# This is Horrible!!



## Lory07 (Apr 12, 2006)

Viewer discretion advised!! I can't believe people actually would put this on the internet!!

http://www.youtube.com/watch?v=dSpqVoTRzW0


----------



## Sam85 (Jan 5, 2006)

thats sooo sick god whats wrong wiv sum ppl, i know sumtimes very rarely mylo will get hold of a toy and try but i certainly dont incourage it and sit there filmin it, thats really gross!!!


----------



## kayleighheartsxchix (Dec 24, 2005)

what is it? i dont want to look lol


----------



## Sam85 (Jan 5, 2006)

lol its a chihuahua humpin its teddy with music dubbed on like some sort of music video but a home made one lol


----------



## Lory07 (Apr 12, 2006)

The way the poor chi is growling @ the camera person just breaks my heart and makes me feel like he is not treated right...  Lola NEVER growls at me like that....she wouldn't dare, not b/c she's scared of me but b/c she loves me too much


----------



## stephybooboo (Apr 2, 2006)

i went to laod it and while waiting i read the other posts to see what it was. needless to say i close the window before it finished loading :lol: EWWW some ppl have twisted minds!


----------



## *Nikki* (Jun 25, 2006)

my dog does that but i certainly dont film it


----------



## ilovebambam (Jun 16, 2006)

LuvMypup said:


> my dog does that but i certainly dont film it


same here! it isnt always a sexual thing his vet says he does because of dominace! people need lives! that makes me sad that she growls like that i wonder if they hurt her???


----------



## canadiandawn (Jan 11, 2006)

HA HA HA HA HA HA HA HA HA HA! Sorry ladies but I think it's funny.


----------



## kayleighheartsxchix (Dec 24, 2005)

i had to laugh at the humping,sorry if that makes me a bad person y'know, marni does it all the time and he'll growl at me if i go move the toy or if i keep looking at him, i have to say though he doesnt growl that much,id be pretty shocked if he did i also wouldnt film it,thats like doggie porn


----------



## kayleighheartsxchix (Dec 24, 2005)

it was a girl dog?? i didnt know they humped.....


----------



## Sam85 (Jan 5, 2006)

yeah girl dogs hump too, my friend has a jr and she always goes upstairs gathers up their duvets on the bed and humps them, also she has jus bought a new pup also a jr and she now trys to hump that!!


----------



## kayleighheartsxchix (Dec 24, 2005)

lol bless i guess they do have their needs too


----------



## Sandra1961 (Oct 14, 2005)

Ive watched that video before,and although it can be a little funny,i would never do anything like that,and i feel sorry for the Chihuahua.
I hate the thought of Milo growing up and humping things lol


----------



## Krista (Dec 29, 2005)

Haha, someone posted a link to this exact video a couple months ago in the picture section, everyone thought it was hilarious then ^_^ Now everyone thinks it's gross and wierd?  Hehe.


----------



## poppy (Mar 23, 2006)

I don't think its gross, weird or hilarious it's just a dog doing what dogs do, humping for dominance, sheesh I've known men that do it.. a pretty little Chi is way less offensive.. I gotta say if my little one ever growled at me like that I would be concerned !!

Poppy


----------



## ~Jessie~ (Oct 30, 2005)

I think it's hilarious! :lol:


----------



## lalaNlucky (Jan 10, 2006)

hey jessie it looks like lucky & madison (madison being the stuffed animal of course haha) *dies* haha.


----------



## canadiandawn (Jan 11, 2006)

If somebody finds *this* offensive, I wonder what they'd think of the 18+ threads? hehe.


----------



## ~Jessie~ (Oct 30, 2005)

:lol: :lol: :lol: 

I showed this to Ian as well, and he thought it was really funny!

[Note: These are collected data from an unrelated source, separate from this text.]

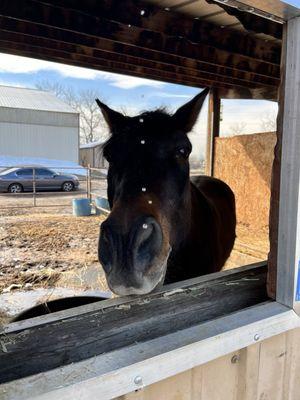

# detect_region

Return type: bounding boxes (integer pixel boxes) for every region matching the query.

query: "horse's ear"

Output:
[96,99,127,133]
[172,88,209,133]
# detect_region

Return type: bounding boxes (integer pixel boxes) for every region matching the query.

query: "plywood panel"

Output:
[283,330,300,400]
[200,352,239,400]
[214,132,276,230]
[256,333,287,400]
[118,329,300,400]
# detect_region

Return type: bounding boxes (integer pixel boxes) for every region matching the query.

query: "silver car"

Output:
[0,166,79,193]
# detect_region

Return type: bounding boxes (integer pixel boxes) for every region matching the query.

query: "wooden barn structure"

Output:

Lucky and Madison would love to watch this together  HAHA!


----------



## LuvMyChi (Aug 8, 2005)

I saw that one before. I really is funny, but I did feel sorry for the poor chi. They could have left it alone and not filmed it. Hershey does that a lot, acts just like that, but I have not filmed it and put it online. LOL! :lol:


----------



## Kristin (Nov 12, 2004)

Lina..is a humper lol. She's got this oversized stitch doll that was Gaiges before she got ahold of it one day. She humps on that thing ALL THE TIME. I'm not sure why, but she does. I don't film it. But I don't stop it. I don't see much wrong with it. I don't like the way the chi is growling either though. They're probably not very nice to her.


----------



## TiffsLilChi (Mar 31, 2005)

~Jessie~ said:


> :lol: :lol: :lol:
> 
> I showed this to Ian as well, and he thought it was really funny!
> 
> Lucky and Madison would love to watch this together  HAHA!



LMAO!!! :lol: :lol: :lol:

I thought it was funny. I mean by looking at the chi she looks like shes in good health, and she wants you to get away from her boyfriend!

Snickers, my moms chi growls like that with the raspy breathing in.... cuz hes 9 years old, thats why it made me laugh.


----------



## tiny- dog- luverr (Oct 28, 2005)

yeah i will admit its pretty funny with the funny music. but the growling is a bit werid.lol.


----------



## Violettta (Jul 7, 2006)

WOW :banghead: that was a little much for me ....


----------



## Chucky's Mom (Apr 28, 2006)

Hehehe... chucky also likes to hump like that


----------



## usmcjess (May 3, 2005)

Im sorry but that is so funny, it reminds me of my Princess leia humping this whale i got a sea world. I would never film such a thing but I think its funny he doesn't want anyone to disturb him lol.


----------



## Alisha (Mar 11, 2005)

Oh good grief I laughed my butt off. Poco will growl at me like that too if I taunt him I'm pretty sure the dog is safe & at least he has a little buddy


----------



## blossom (Mar 8, 2005)

Yeah, sorry, but I had to laugh.  Luna humps sometimes, too, although it's usually my leg and usually after she's been doing zoomies for a while.
I got kinda sad when the chi started growling though... : / And I will say it _is_ kinda sick to film something like that and put it to music.


----------



## Piggiepi (Apr 7, 2006)

Yeah, I have to admit I laughed my butt off when I saw it the first time, and this time... :lol: While I would never put it online, I laugh like that at Yoshi's humping too.. He's a little horny hump monster.


----------



## trixiesmom (Jan 31, 2006)

That's how Rainbow was with her toy. I toke it away as was suggested and she has stopped. Rainbow is a girl!!


----------



## STELLABELLA (May 27, 2006)

I think that the video is horrible, I don't think its funny at all.


----------



## Ory&C (Mar 20, 2005)

LOL I've seen this one before  .... cute little dog, quite nasty looking though. I can't imagine any of my dogs ever growling at me like that...... that would be absolutely unacceptable!!! No matter what they are doing or eating, my dogs will never ever threaten me like that.  Never have and never will.
For those who feel sorry for the dog...... I don't think she/he really stresses out over the fact that the whole thing's on posted on the internet .


----------